Class TransformerEmbeddingNetwork<T>
- Namespace
- AiDotNet.NeuralNetworks
- Assembly
- AiDotNet.dll
A customizable Transformer-based embedding network. This serves as the high-performance foundation for modern sentence and document encoders.
public class TransformerEmbeddingNetwork<T> : NeuralNetworkBase<T>, INeuralNetworkModel<T>, INeuralNetwork<T>, IFullModel<T, Tensor<T>, Tensor<T>>, IModel<Tensor<T>, Tensor<T>, ModelMetadata<T>>, IModelSerializer, ICheckpointableModel, IParameterizable<T, Tensor<T>, Tensor<T>>, IFeatureAware, IFeatureImportance<T>, ICloneable<IFullModel<T, Tensor<T>, Tensor<T>>>, IGradientComputable<T, Tensor<T>, Tensor<T>>, IJitCompilable<T>, IInterpretableModel<T>, IInputGradientComputable<T>, IDisposable, IEmbeddingModel<T>
Type Parameters
TThe numeric type used for calculations (typically float or double).
- Inheritance
-
TransformerEmbeddingNetwork<T>
- Implements
- Derived
- Inherited Members
- Extension Methods
Remarks
This network provides a flexible implementation of the Transformer encoder architecture, enabling the generation of high-quality semantic embeddings. It supports multiple pooling strategies (Mean, Max, ClsToken) to aggregate token-level information.
For Beginners: This is a "universal reading brain." Transformers are the most powerful type of AI for understanding language because they can look at every word in a sentence at the same time and see how they all relate. This customizable version lets you decide how many layers of thinking the brain should have, and how it should summarize its thoughts into a final list of numbers (the embedding).
Constructors
TransformerEmbeddingNetwork(NeuralNetworkArchitecture<T>, ITokenizer?, IGradientBasedOptimizer<T, Tensor<T>, Tensor<T>>?, int, int, int, int, int, int, PoolingStrategy, ILossFunction<T>?, double)
Initializes a new instance of the TransformerEmbeddingNetwork.

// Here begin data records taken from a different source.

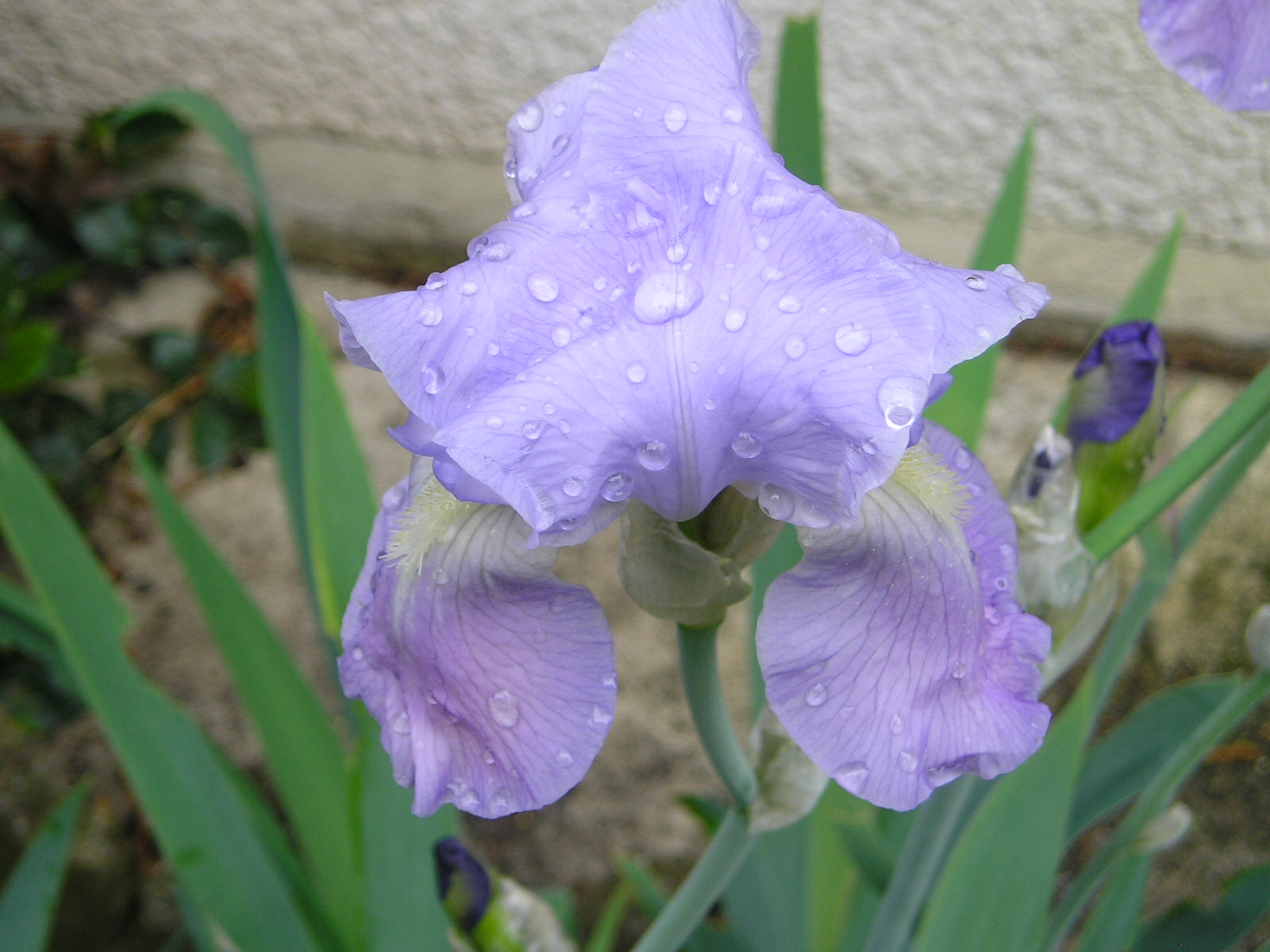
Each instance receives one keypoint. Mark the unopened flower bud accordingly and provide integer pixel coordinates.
(1054, 569)
(1257, 638)
(1114, 416)
(1166, 831)
(492, 913)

public TransformerEmbeddingNetwork(NeuralNetworkArchitecture<T> architecture, ITokenizer? tokenizer = null, IGradientBasedOptimizer<T, Tensor<T>, Tensor<T>>? optimizer = null, int vocabSize = 30522, int embeddingDimension = 768, int maxSequenceLength = 512, int numLayers = 12, int numHeads = 12, int feedForwardDim = 3072, TransformerEmbeddingNetwork<T>.PoolingStrategy poolingStrategy = PoolingStrategy.Mean, ILossFunction<T>? lossFunction = null, double maxGradNorm = 1)
Parameters
architectureNeuralNetworkArchitecture<T>The architecture metadata configuration.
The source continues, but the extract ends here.